Saint Malo est alors un des tout premiers ports de France par le nombre de ses navires et la richesse de ses armateurs qui fondent la « Compagnie Malouine des Indes ».

Après avoir fait fortune dans la guerre de course et les mers du Sud, les armateurs souhaitent affirmer leur réussite et avoir la possibilité de se reposer à la campagne autour de Saint-Malo. Ils cherchent à échapper de l’univers congestionné de la ville tout en restant assez proches pour pouvoir s’occuper de leurs navires et de leurs cargaisons.
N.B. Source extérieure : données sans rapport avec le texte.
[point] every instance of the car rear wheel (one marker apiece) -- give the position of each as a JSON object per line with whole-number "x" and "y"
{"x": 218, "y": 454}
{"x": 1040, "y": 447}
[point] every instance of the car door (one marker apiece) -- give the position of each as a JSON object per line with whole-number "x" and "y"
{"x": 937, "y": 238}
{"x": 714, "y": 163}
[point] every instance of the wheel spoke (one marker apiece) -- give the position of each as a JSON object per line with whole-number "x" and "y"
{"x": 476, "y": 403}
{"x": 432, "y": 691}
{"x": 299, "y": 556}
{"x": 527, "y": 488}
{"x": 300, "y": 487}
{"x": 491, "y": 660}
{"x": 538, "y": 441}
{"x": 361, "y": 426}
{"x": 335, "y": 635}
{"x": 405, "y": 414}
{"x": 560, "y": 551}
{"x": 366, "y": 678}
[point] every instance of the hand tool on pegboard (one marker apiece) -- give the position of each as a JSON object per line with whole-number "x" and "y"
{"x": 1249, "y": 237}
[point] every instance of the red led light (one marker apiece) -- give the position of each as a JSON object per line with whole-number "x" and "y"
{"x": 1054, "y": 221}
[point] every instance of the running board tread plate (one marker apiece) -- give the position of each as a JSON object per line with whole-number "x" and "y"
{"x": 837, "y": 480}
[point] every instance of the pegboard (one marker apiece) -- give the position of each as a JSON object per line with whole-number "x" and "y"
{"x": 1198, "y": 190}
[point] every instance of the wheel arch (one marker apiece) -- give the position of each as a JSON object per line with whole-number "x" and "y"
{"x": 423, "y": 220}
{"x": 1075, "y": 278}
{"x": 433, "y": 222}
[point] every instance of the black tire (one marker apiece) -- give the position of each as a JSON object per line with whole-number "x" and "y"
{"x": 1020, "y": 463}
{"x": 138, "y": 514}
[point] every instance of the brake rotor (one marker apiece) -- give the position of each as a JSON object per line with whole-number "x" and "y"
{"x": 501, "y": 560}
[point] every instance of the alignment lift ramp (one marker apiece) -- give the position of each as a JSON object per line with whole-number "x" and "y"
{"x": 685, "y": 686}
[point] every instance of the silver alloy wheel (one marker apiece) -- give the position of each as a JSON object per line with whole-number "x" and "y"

C’est dans l’arrière-pays malouin, au Clos-Poulet, que sortent de terre de grandes résidences secondaires appelées Malouinières. La plupart d’entre elles sont construites entre 1680 et 1730, dans un rayon de 12 kilomètres autour de Saint-Malo.
 

A quoi ressemble une malouinière ?

Les malouinières constituent un nouveau type de demeure noble non seulement par l'ordonnance architecturale du logis, mais aussi par l'organisation générale très ordonnée des éléments traditionnels de la résidence aristocratique : parc enclos de grands murs, colombier, chapelle, communs...

F. Hammon

Ce style architectural est sans nul doute très représentatif de la marque des ingénieurs du Roi, parmi lesquels Garangeau (disciple de Vauban). On utilise le granit de Chausey (Ile au large de Granville) de façon systématique. Les toits sont hauts et les cheminées servent de maintien pour les pignons. Les ouvertures sont symétriques et alignées, donnant à l’édifice une allure austère, néanmoins contrebalancées par sa décoration intérieure.

Entouré d’un grand jardin à la française, le domaine s’agrandit généralement d’années en années en achetant quelques hectares de terre.

A l’intérieur des malouinières, on retrouve un mobilier en matériaux nobles, tapisseries et toiles peintes accompagnés de souvenirs venant du commerce des Indes ou d’Amérique.
 

Visiter une malouinière :

Sur les quelques 300 malouinières ayant existées, nombre ont aujourd’hui disparues. A la fin du XVIIIe siècle, la guerre de 7 ans prive la Compagnie de ses territoires d'exploitation et provoque sa ruine financière. Louis XV décide de suspendre le monopole de la Compagnie en 1769. En 1793, la Révolution française stoppe une dernière tentative de créer une nouvelle Compagnie des Indes fondée en 1785, soupçonnée d'activités contre-révolutionnaires.

Beaucoup de propriétés sont laissées à l’abandon, par manque de moyens. D’autres sont détruites pour laisser place à l’expansion de la ville.

Pour autant, on en dénombre encore une centaine dans le Pays de Saint-Malo, dont une dizaine de grandes malouinières.